Sofer dit qu’elle parle avec les jeunes patients de la guerre – mais « avec des termes différents », explique-t-elle. Elle salue les malades en se présentant sous le nom de « cheffe du Commandement du nez rouge » et elle leur montre ses grades sur des blasons cousus sur son costume coloré et éclectique.
Sofer a été sollicitée pour rendre visite à un soldat blessé à Sheba et, à son arrivée, les parents des autres militaires lui ont demandé de venir voir aussi leurs fils.
Travailler avec les soldats, est-ce si différent du travail avec les enfants ?… A cette question, elle répond que les bases sont les mêmes et que l’objectif est toujours de parvenir à toucher le cœur et l’esprit du patient.
« Nous disons toujours que les adultes sont des enfants en plus grands », plaisante-t-elle.
Avec les soldats, Sofer se concentre sur l’humour, la légèreté. Elle se présente comme étant leur chirurgienne en leur disant que leur opération s’est bien passée, mais qu’ils reste encore certaines choses à remettre en place.
« Ils rient toujours à ce moment-là. Je leur demande également s’ils vont bien et s’ils sont disponibles parce que je suis célibataire », dit-elle.
Elle raconte aussi des histoires drôles qui permettent, l’espace d’un instant, d’emmener l’esprit des soldats loin de leur chambre d’hôpital.
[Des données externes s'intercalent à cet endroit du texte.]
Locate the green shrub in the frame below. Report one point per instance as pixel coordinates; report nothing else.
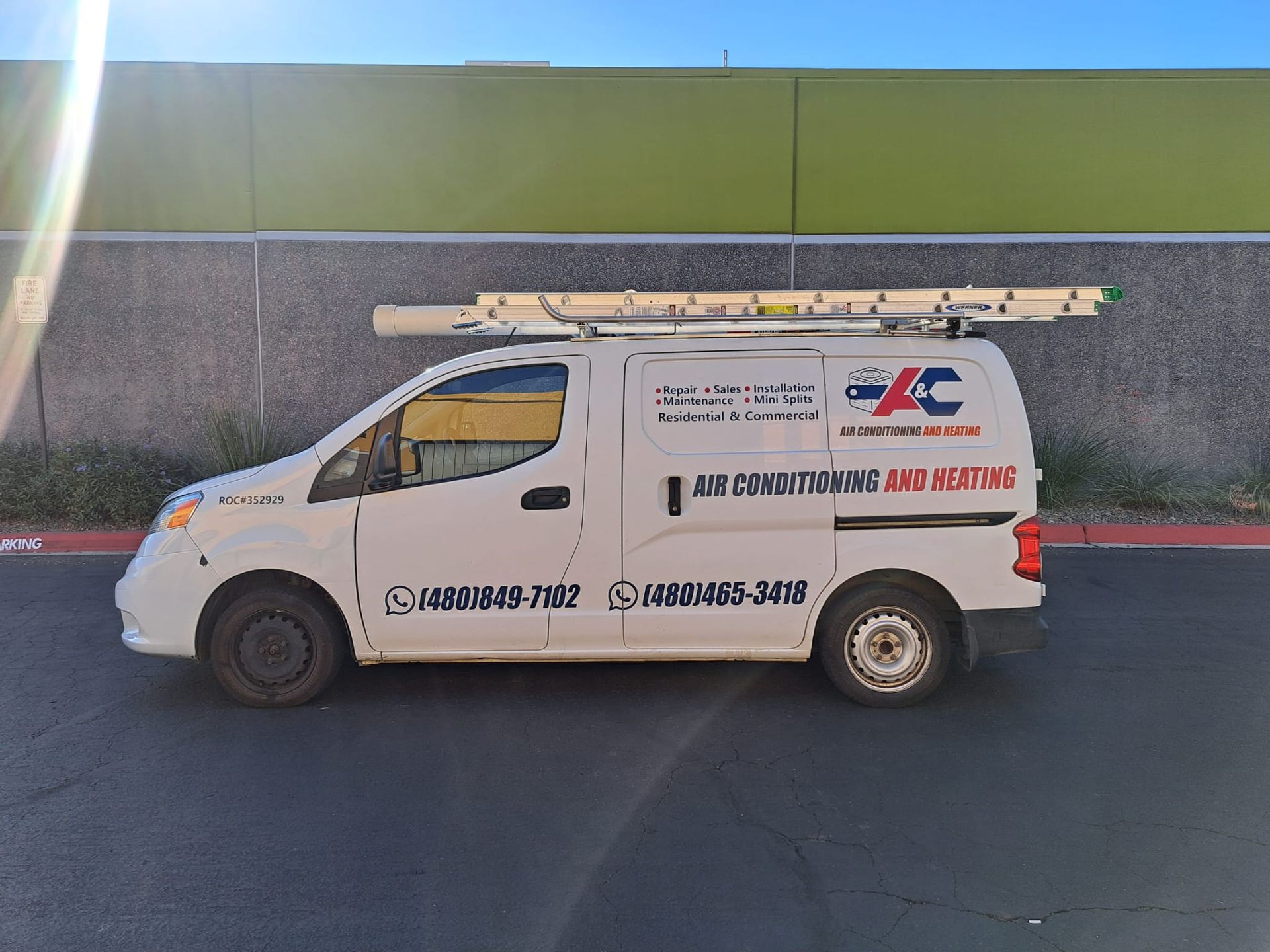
(237, 438)
(1250, 493)
(1152, 481)
(89, 484)
(1070, 460)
L’organisation Dream Doctors est aussi là pour les soignants. Les clowns les étreignent et les encouragent quand ils traversent les différents départements.
A l’hôpital pédiatrique de Safra, à Sheba, Dream Doctors a organisé un « mariage » surprise pour une infirmière, Maya, et pour son fiancé Tal. A cause de la guerre, le couple a dû annuler le mariage qu’il avait prévu dans les moindres détails et qu’il attendait depuis longtemps. Les fiancés n’étaient guère d’humeur à se réjouir mais le mariage des clowns – avec sa houppa et le voile de mariée – leur a redonné le sourire.
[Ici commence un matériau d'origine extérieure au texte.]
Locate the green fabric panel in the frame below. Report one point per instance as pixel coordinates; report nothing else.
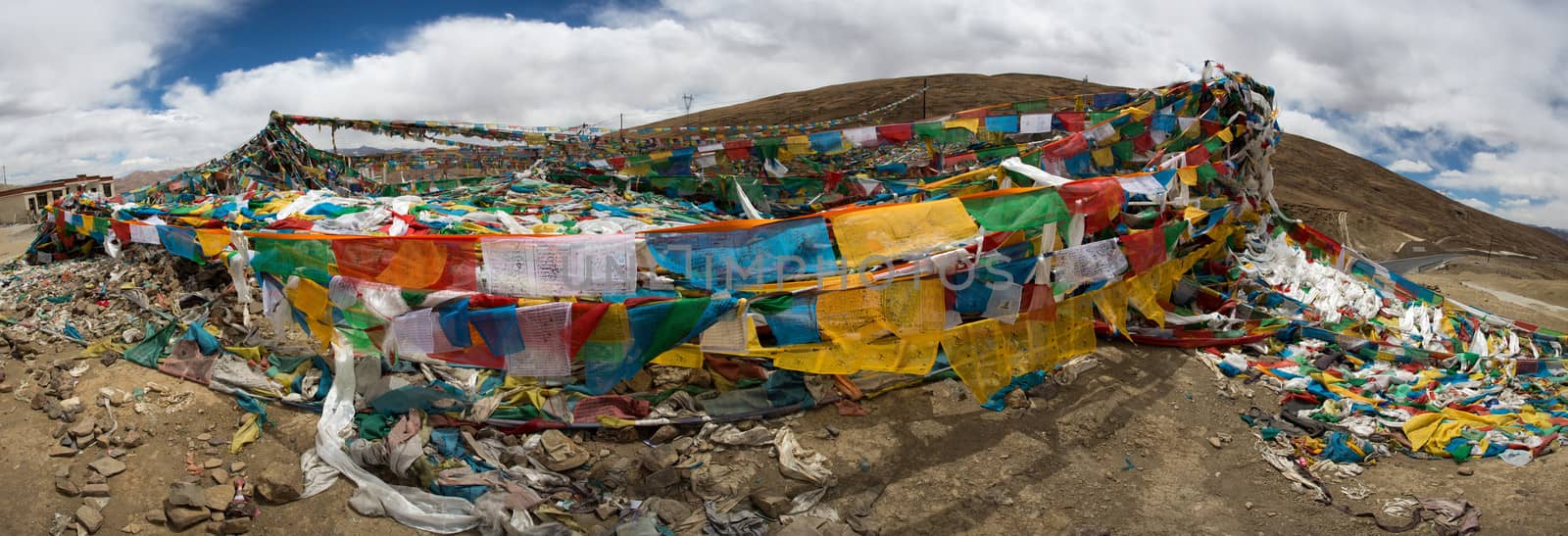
(929, 128)
(289, 258)
(772, 305)
(1173, 232)
(1021, 211)
(679, 320)
(1134, 128)
(996, 152)
(1123, 149)
(151, 350)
A Hadassah, Barashi admet que c’est très difficile de faire rire et d’aider les patients à se rétablir actuellement.
Sofer elle-même a connu des moments de désespoir et elle a eu le sentiment qu’elle ne parviendrait pas à continuer la mission qui est la sienne auprès des malades.
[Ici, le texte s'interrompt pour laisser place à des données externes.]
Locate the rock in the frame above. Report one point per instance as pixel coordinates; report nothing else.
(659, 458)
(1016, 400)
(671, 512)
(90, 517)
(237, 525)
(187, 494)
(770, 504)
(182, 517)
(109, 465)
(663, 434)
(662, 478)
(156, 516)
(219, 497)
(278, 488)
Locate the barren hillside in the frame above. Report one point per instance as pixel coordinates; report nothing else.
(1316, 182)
« J’avais l’estomac noué mais j’ai encore ressenti le besoin d’être là pour les autres. Je suis venue à l’hôpital au lendemain de la déclaration de guerre. J’étais encore habillée en civil et je hurlais. J’étais vraiment stressée, j’avais des attaques de panique », déclare-t-elle.
« Mais quand j’ai changé de vêtements, que je suis devenue ‘Olive’, tout a changé. Elle est un personnage totalement différent. Elle fait pour moi ce que je fais pour les autres. Elle guérit mon âme », dit-elle.